A “family member” is defined by the ESA as:

  • The employee’s spouse;
  • The spouse of the employee’s child;
  • A parent, step-parent or foster parent of the employee of the employee’s spouse;
  • The employee’s brother or sister; or
  • A child, step-child or foster child of the employee or the employee's spouse;
  • A relative of the employee who is dependent on the employee for care or assistance.
  • A grandparent, step-grandparent, grandchild or step-grandchild of the employee or of the employee's spouse;



Bill 148 also makes a few other significant changes to the PEL provisions of the ESA, including:

  • All employees are now eligible for PEL; regardless of the size of the employer or status of the employee.
  • The 10-day entitlement will be maintained but employees with at least 1 week of service will now be entitled to paid leave for the first 2 personal emergency days; the remaining 8 will be unpaid. If a PEL is required in the first week of employment, it will be taken from the 8 unpaid days. For the 2 paid day, the employer must pay the employee the wage the employee would have earned had they not taken the leave.
  • Employers can no longer require an employee to provide a medical note to substantiate any claim for PEL.

PEL entitlements reset every year so they cannot be banked or accumulated and have no cash value during the employment relationship or upon termination.

The 10 days of leave do not have to be taken consecutively. If an employee takes any part of a day as paid or unpaid PEL, the employer can count the day as one full day of leave.

What should employers do?

  1. Develop & Revise Policies: Employers with less than 50 employees need to implement a PEL policy or practice and communicate to employees the availability of such a leave. Employers with 50 or more employees should review their existing PEL policies to address these changes.
  2. Proof of Entitlement: Employers do retain the right to require evidence of entitlement to PEL. Although an employer cannot require an employee to produce a certificate from a qualified health practitioner, there is nothing to prevent the employer from requesting other forms of evidence that are reasonable in the circumstance.

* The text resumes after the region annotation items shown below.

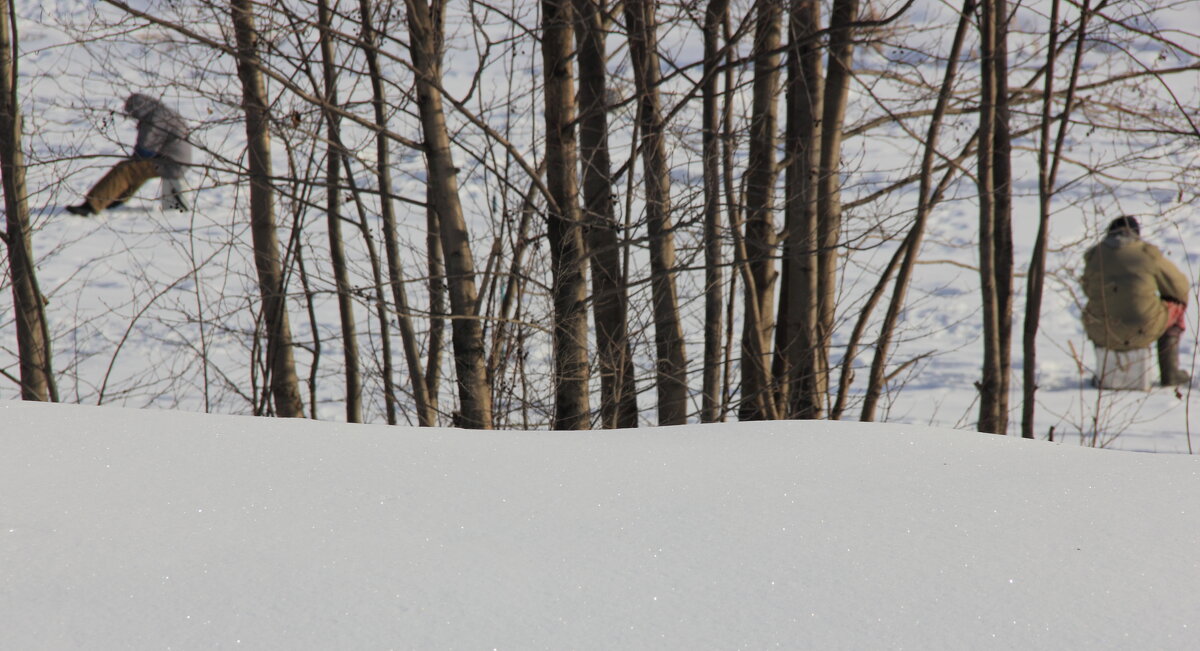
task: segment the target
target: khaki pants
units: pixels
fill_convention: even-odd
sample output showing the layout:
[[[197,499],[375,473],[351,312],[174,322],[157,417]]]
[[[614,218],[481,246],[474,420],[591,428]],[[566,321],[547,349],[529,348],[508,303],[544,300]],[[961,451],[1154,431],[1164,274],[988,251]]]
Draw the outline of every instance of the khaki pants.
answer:
[[[114,202],[125,202],[150,179],[158,178],[158,168],[154,161],[127,159],[113,166],[91,190],[88,191],[88,205],[100,213]]]

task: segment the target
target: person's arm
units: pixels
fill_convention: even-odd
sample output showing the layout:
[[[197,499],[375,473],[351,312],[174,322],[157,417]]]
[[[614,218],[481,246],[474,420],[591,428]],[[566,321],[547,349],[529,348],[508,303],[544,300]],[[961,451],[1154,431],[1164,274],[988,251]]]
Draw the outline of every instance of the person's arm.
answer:
[[[1156,281],[1158,282],[1158,294],[1163,297],[1164,300],[1171,300],[1175,303],[1188,304],[1188,294],[1192,289],[1192,283],[1188,282],[1188,276],[1180,271],[1180,268],[1175,265],[1171,261],[1166,259],[1162,251],[1157,246],[1150,246],[1156,257],[1157,273],[1154,274]]]

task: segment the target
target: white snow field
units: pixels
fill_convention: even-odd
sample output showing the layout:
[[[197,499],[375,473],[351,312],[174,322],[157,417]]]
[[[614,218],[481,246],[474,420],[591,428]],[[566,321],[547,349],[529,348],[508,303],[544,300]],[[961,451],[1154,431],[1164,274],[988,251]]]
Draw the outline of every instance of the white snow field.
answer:
[[[2,649],[1200,649],[1200,459],[0,402]]]

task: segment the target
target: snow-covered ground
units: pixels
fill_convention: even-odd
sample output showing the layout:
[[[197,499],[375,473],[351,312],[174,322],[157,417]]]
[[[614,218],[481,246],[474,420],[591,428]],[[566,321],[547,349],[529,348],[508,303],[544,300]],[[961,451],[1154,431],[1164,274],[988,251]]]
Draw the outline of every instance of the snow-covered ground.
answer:
[[[1198,649],[1200,459],[0,404],[2,649]]]

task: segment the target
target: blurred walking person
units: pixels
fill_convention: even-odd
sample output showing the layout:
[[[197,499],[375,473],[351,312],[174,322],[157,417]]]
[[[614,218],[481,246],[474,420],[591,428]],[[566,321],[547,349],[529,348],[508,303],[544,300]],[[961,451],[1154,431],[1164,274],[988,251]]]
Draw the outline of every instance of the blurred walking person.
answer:
[[[1132,351],[1157,342],[1163,386],[1190,382],[1178,362],[1190,286],[1178,267],[1141,239],[1138,220],[1112,220],[1108,234],[1084,255],[1084,261],[1087,338],[1110,351]]]
[[[125,114],[138,121],[138,139],[133,154],[108,171],[78,205],[68,205],[73,215],[95,215],[120,205],[150,179],[162,178],[164,209],[187,210],[184,171],[192,162],[187,142],[187,123],[166,104],[134,92],[125,100]]]

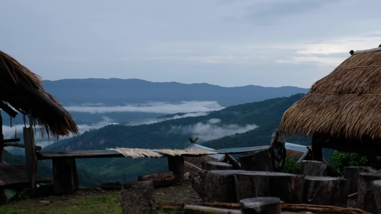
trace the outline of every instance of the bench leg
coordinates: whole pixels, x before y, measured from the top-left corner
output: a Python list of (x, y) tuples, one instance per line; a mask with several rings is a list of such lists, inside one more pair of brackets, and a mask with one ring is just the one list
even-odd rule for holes
[(74, 193), (79, 188), (75, 159), (53, 159), (54, 193), (56, 194)]
[(184, 158), (182, 156), (168, 156), (168, 168), (172, 171), (176, 178), (176, 181), (182, 182), (184, 180)]

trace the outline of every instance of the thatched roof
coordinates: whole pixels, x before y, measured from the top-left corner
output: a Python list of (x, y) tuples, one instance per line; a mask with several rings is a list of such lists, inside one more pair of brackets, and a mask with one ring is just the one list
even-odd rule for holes
[(41, 78), (0, 51), (0, 102), (13, 107), (55, 137), (78, 133), (69, 112), (42, 88)]
[(351, 51), (353, 55), (286, 111), (280, 129), (290, 135), (381, 138), (380, 51)]

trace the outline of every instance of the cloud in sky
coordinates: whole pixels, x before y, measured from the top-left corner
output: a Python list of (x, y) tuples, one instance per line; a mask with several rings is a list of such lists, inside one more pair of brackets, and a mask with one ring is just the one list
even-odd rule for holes
[(211, 119), (206, 123), (199, 122), (193, 125), (172, 126), (170, 132), (179, 132), (189, 134), (192, 138), (198, 137), (200, 141), (206, 141), (218, 139), (236, 133), (243, 133), (258, 127), (255, 124), (244, 126), (237, 124), (218, 124), (221, 122), (218, 118)]
[(381, 43), (376, 0), (20, 0), (2, 6), (0, 18), (8, 21), (0, 26), (2, 50), (44, 79), (307, 88), (351, 50)]
[(140, 121), (131, 122), (127, 124), (128, 125), (137, 126), (143, 124), (151, 124), (155, 123), (158, 123), (168, 120), (173, 120), (174, 119), (178, 119), (179, 118), (183, 118), (184, 117), (199, 117), (200, 116), (206, 116), (209, 114), (209, 112), (192, 112), (187, 113), (183, 115), (175, 115), (173, 117), (160, 117), (159, 118), (152, 118), (150, 119), (147, 119)]
[(224, 107), (215, 101), (182, 101), (177, 104), (155, 102), (114, 106), (72, 105), (65, 107), (65, 108), (70, 112), (91, 113), (133, 112), (172, 114), (178, 112), (210, 112), (220, 110)]

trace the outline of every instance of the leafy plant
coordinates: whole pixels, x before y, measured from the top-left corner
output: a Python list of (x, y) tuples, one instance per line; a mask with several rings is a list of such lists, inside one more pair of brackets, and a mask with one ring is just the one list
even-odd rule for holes
[(298, 157), (295, 155), (286, 157), (283, 172), (292, 174), (301, 174), (300, 163), (298, 160)]
[(345, 166), (370, 166), (381, 169), (381, 157), (370, 158), (357, 153), (335, 151), (330, 158), (330, 162), (343, 175)]

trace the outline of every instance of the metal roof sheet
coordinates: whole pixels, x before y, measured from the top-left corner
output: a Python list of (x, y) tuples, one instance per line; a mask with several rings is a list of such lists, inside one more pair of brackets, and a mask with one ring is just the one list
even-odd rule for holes
[[(216, 150), (215, 149), (211, 149), (210, 148), (208, 148), (206, 147), (202, 146), (200, 145), (199, 145), (196, 144), (190, 144), (188, 146), (187, 149), (203, 149), (204, 150), (206, 150), (207, 151), (213, 151)], [(208, 155), (208, 156), (210, 157), (211, 157), (214, 158), (216, 159), (219, 159), (221, 158), (224, 157), (225, 155), (222, 155), (221, 154), (213, 154), (213, 155)]]

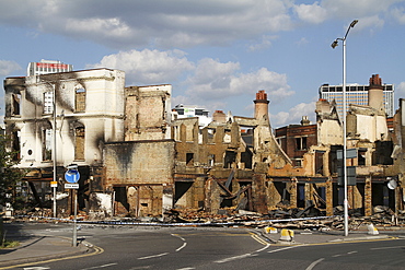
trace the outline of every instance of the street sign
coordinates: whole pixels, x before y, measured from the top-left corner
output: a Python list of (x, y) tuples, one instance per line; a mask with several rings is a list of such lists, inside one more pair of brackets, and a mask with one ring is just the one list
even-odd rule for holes
[(66, 189), (79, 189), (79, 184), (65, 184)]
[(76, 184), (80, 179), (80, 174), (78, 169), (68, 169), (68, 172), (65, 173), (65, 180), (70, 184)]

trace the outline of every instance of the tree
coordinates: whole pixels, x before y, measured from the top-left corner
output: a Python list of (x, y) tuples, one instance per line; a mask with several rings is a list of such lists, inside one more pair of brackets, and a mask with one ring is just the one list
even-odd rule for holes
[(19, 152), (8, 150), (10, 142), (7, 136), (0, 134), (0, 206), (9, 201), (7, 195), (14, 193), (15, 185), (24, 176), (23, 169), (15, 168), (20, 163)]

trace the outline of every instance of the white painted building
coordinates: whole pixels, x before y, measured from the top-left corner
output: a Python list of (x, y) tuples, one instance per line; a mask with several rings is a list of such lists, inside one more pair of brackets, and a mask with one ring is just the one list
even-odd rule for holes
[(73, 66), (58, 60), (44, 60), (39, 62), (30, 62), (26, 69), (26, 75), (42, 75), (49, 73), (70, 72)]
[(206, 127), (212, 121), (212, 118), (208, 116), (209, 110), (195, 106), (195, 105), (183, 105), (178, 104), (173, 108), (173, 118), (188, 118), (198, 117), (198, 125)]
[(19, 166), (51, 166), (55, 145), (58, 167), (101, 164), (103, 143), (124, 140), (124, 89), (125, 72), (112, 69), (7, 78), (4, 124)]

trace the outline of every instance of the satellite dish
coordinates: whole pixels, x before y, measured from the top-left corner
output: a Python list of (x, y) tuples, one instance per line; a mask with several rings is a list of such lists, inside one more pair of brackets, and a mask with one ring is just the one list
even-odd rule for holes
[(390, 180), (386, 186), (389, 186), (390, 189), (395, 189), (397, 186), (396, 180)]

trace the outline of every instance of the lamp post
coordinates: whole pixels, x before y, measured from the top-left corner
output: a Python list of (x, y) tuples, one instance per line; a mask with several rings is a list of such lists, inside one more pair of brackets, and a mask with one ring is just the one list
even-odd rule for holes
[(358, 23), (358, 20), (354, 20), (349, 27), (346, 31), (346, 35), (344, 37), (338, 37), (332, 43), (332, 48), (336, 48), (338, 45), (338, 42), (343, 42), (343, 165), (344, 165), (344, 171), (343, 171), (343, 176), (344, 176), (344, 190), (345, 190), (345, 198), (344, 198), (344, 220), (345, 220), (345, 236), (349, 235), (349, 210), (348, 210), (348, 201), (347, 201), (347, 164), (346, 164), (346, 150), (347, 150), (347, 144), (346, 144), (346, 38), (347, 35), (349, 34), (350, 28), (355, 27), (355, 25)]

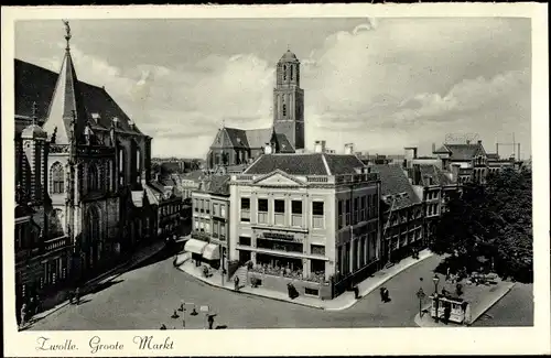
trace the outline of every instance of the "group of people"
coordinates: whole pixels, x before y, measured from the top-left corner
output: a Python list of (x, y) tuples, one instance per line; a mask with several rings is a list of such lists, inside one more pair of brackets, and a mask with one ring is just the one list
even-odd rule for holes
[(20, 325), (24, 326), (32, 316), (39, 314), (42, 311), (42, 301), (37, 294), (29, 297), (28, 302), (21, 305), (21, 322)]
[[(185, 307), (184, 307), (184, 303), (182, 303), (180, 305), (180, 307), (177, 310), (174, 310), (174, 313), (172, 314), (171, 318), (172, 319), (176, 319), (176, 318), (180, 318), (180, 315), (177, 314), (177, 311), (180, 312), (184, 312), (185, 311)], [(195, 308), (195, 306), (193, 306), (193, 311), (190, 313), (191, 316), (196, 316), (198, 315), (198, 312), (197, 310)], [(208, 323), (208, 329), (213, 329), (213, 326), (214, 326), (214, 317), (216, 316), (216, 314), (207, 314), (207, 323)], [(182, 319), (182, 327), (185, 328), (185, 316), (184, 318)], [(161, 324), (161, 330), (164, 330), (164, 329), (168, 329), (166, 328), (166, 325), (163, 323)], [(172, 329), (176, 329), (175, 327), (173, 327)]]

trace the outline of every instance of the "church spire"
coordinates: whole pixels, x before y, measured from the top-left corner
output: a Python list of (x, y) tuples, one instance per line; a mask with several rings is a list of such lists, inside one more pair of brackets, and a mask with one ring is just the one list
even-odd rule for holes
[[(56, 131), (56, 144), (69, 144), (73, 141), (73, 135), (78, 142), (87, 122), (84, 98), (71, 55), (71, 28), (68, 21), (63, 21), (63, 23), (65, 24), (65, 41), (67, 42), (65, 56), (44, 123), (44, 129), (48, 133)], [(73, 120), (74, 128), (72, 128)]]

For example, where an employee requests PEL to attend a scheduled medical appointment, there is no reason why the employer cannot request a letter from the physician's receptionist confirming that the employee, in fact, attended the appointment. If the employee seeks medical attention at a hospital, the employer may request a copy of the in-take or admission form as opposed to a medical certificate from the treating physician. Employers may also request copies of parking receipts (at a doctor's office, for example), pharmacy receipts for prescription or even non-prescription drugs, etc.

Bill 148 provides no examples of what may be considered “evidence reasonable under the circumstances.” As a result, employers should proceed with caution on what they consider reasonable evidence for an emergency absence. Each scenario should be considered on a case-by-case basis as there is simply no one-size-fits-all solution.

Employers can still require a medical certificate to substantiate absences from work for the purposes of paid sick or personal day entitlements over and above the legislated minimums.

  1. Monitor & Track: To ensure employers are making the correct payments and to minimize abuse by employees, employers should monitor and track PEL days being taken.
  2. PEL and Other Leaves: Some employers already provide generous paid sick leave, bereavement leave and other leave policies. These employers should review personal days, bereavement days and sick leave policies and practices to see how the PEL policy works with these existing policies and make adjustments accordingly.